What Can Dancers, Lesbians Tell Us About This Year's Best Actress Race?

So I know this ballet teacher in New York who was all jacked up on Black Swan before it opened here last weekend. She admits she doesn't see many movies in theaters, but from the trailer ("It looks scary; is it scary?") and a few previews ("The pointe work is on; I'd have to see the rest of it"), she knew enough to be despondent after having been shut out of two sold-out shows on Sunday evening. Thus is the curiosity and anticipation guiding many dancers to Natalie Portman's performance -- a physical, uncompromising bit of work that, so far, has dancers relatively unanimous in their approval. Relative, that is, to those lesbians who wrote off Portman's chief Oscar rival Annette Bening in that "f*cking disgusting" dramedy The Kids Are All Right.

Remember that from last summer? When a vocal group of lesbian critics weighed in with outrage over the concept that [spoiler alert] Julianne Moore's character might threaten not only her long-term relationship with Bening's character but her whole family by sleeping with their kids' sperm donor? Like, repeatedly? And really, outwardly enjoyably? There was the dissenter who "could have puked right there in the aisle," and another one who argued in disbelief, "I'm okay with one of the lesbian moms crossing a line, but that line?" And -- yikes -- this:

One might suspect The Kids Are All Right was produced by Sarah Palin rather than Lisa Cholodenko, a renowned indie film writer and director who herself is a lesbian and a mother. Not only does the lesbian relationship in The Kids Are All Right seem inferior to that of the heterosexual relationship, the daughter in the movie is portrayed as sexually repressed and starved for a father figure, and the two lesbian mothers seem almost disappointed whey they find out their son is not gay.

Cholodenko, clearly having braced herself for a backlash from the lesbian orthodoxy, generally deflected the criticisms in the name of commerce and appeal, telling an interviewer at the time:

"I feel like, it's kind of an interesting intermingling of straight and gay. I felt like, if I really want this to be a mainstream film, that's good. This is really inclusive of gay and straight, and I like that. I like that personally and I like that for this film. I was much more interested in reaching out to the male population than I was concerned about alienating a sector of the lesbian population."

In the end, while Kids did enjoy an even more glowing opening than Black Swan, ambivalent semantics tended to rule the day, such as the commentator who wrote that Moore's character wasn't in fact "negative lesbian" at all but just plain-old bisexual -- and under the cultural circumstances, that's good enough.

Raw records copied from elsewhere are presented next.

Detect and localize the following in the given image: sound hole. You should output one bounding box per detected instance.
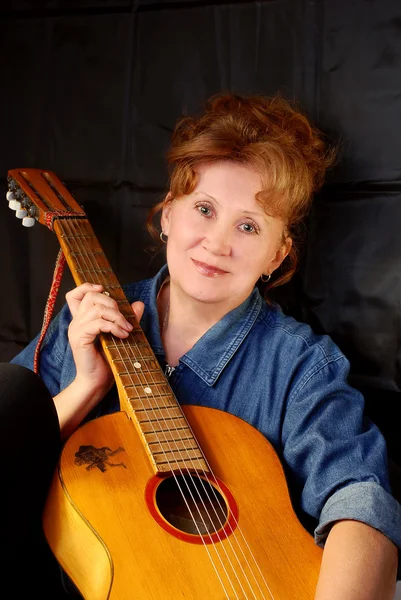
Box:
[155,474,228,535]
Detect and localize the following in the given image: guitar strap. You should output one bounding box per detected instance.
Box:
[33,247,67,375]
[33,212,84,374]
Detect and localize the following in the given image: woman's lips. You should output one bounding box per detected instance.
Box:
[192,259,229,277]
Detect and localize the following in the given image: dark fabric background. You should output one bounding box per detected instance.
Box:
[1,0,401,467]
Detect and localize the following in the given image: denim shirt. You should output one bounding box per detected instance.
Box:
[12,265,401,551]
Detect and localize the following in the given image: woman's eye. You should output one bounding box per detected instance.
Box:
[239,222,258,234]
[196,204,212,217]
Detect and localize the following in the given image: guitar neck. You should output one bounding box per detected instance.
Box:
[53,217,208,474]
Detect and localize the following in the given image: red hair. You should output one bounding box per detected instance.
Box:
[147,92,336,292]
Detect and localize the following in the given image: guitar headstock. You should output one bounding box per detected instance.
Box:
[6,168,85,228]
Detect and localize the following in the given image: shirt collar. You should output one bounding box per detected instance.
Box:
[140,264,265,386]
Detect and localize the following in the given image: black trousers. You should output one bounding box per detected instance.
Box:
[0,363,69,597]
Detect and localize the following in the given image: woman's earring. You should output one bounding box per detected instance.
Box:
[260,273,271,283]
[160,231,168,243]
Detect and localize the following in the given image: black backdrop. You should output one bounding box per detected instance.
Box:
[1,0,401,465]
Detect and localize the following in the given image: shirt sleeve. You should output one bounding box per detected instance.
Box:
[315,481,401,547]
[281,353,401,549]
[10,303,73,398]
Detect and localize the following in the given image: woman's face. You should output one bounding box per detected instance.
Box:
[161,161,291,312]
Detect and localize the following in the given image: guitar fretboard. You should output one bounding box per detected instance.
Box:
[53,217,208,474]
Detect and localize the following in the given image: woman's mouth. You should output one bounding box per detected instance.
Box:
[192,259,229,277]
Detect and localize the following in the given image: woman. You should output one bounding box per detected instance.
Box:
[8,93,401,598]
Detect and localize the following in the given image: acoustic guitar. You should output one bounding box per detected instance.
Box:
[7,168,322,599]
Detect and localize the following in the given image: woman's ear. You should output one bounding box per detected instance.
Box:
[281,236,292,263]
[268,236,293,274]
[160,192,174,235]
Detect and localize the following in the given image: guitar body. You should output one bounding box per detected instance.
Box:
[43,406,322,600]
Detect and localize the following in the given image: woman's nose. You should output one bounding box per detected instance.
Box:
[202,223,232,256]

Jump ahead to Black Swan, a film with its own bisexual overtones that never tend to get in the way of a good old-fashioned backstage psychodrama. But again: It is dancer-approved? The professional praise to date comes with a few reservations here and there, but let's be honest: It's not like anyone's threatening to puke in the aisles. Most impressed by far was NYC Ballet veteran Wendy Whelan, who chimed in with her approval of both Portman's performance ("a great actress") and the legitimacy of her ballerina's instability:

At one level, one could look at this film as a portrayal of the beginnings of full-blown neurosis and mental illness. But this would, of course, miss the larger truth that dancers learn to take on these subtle head-trips every day. Going to those depths is a unique part of our job as performing artists. Sometimes these head-trips are empowering at other times, terrifying and debilitating, but there is no question that they are part of the game, part of our art, and those that cannot learn to live with them, and work with their power, will be weeded out weaker artists.

And then there was the dancer who said Portman "nails" the bruising physicality of her art and "handicap" of obsessive perfectionism, writing off Black Swan's stage-mom and eating-disorder stereotypes. Yet another was slightly more critical, dismissing Vincent Cassel's directorial politics and Mila Kunis' "amateur 'dancing'" while giving it up to Portman as Nina Sayers [minor spoiler follows for anyone who hasn't seen so much as a trailer]:

The concentration it takes to be a dancer cannot be faked. But Portman, who, we all know by now, spent a year preparing for this role, building on some training as a child, was more convincing. Her back and arms were really working like a dancer's. She knew how to keep her shoulders down by pulling under the shoulder blades. My favorite part was when she sprouts those menacing black wings as Odile. That's when Nina's vivid imagination was used for good, and her face and body showed the pleasure and power of that triumph.

For his part, director Darren Aronofsky wants everybody to know: "It's Nina Sayers' story, and ultimately, it's not really about the dance world, it's about Swan Lake." Well, that and a statuette. But pointe -- er, point -- taken.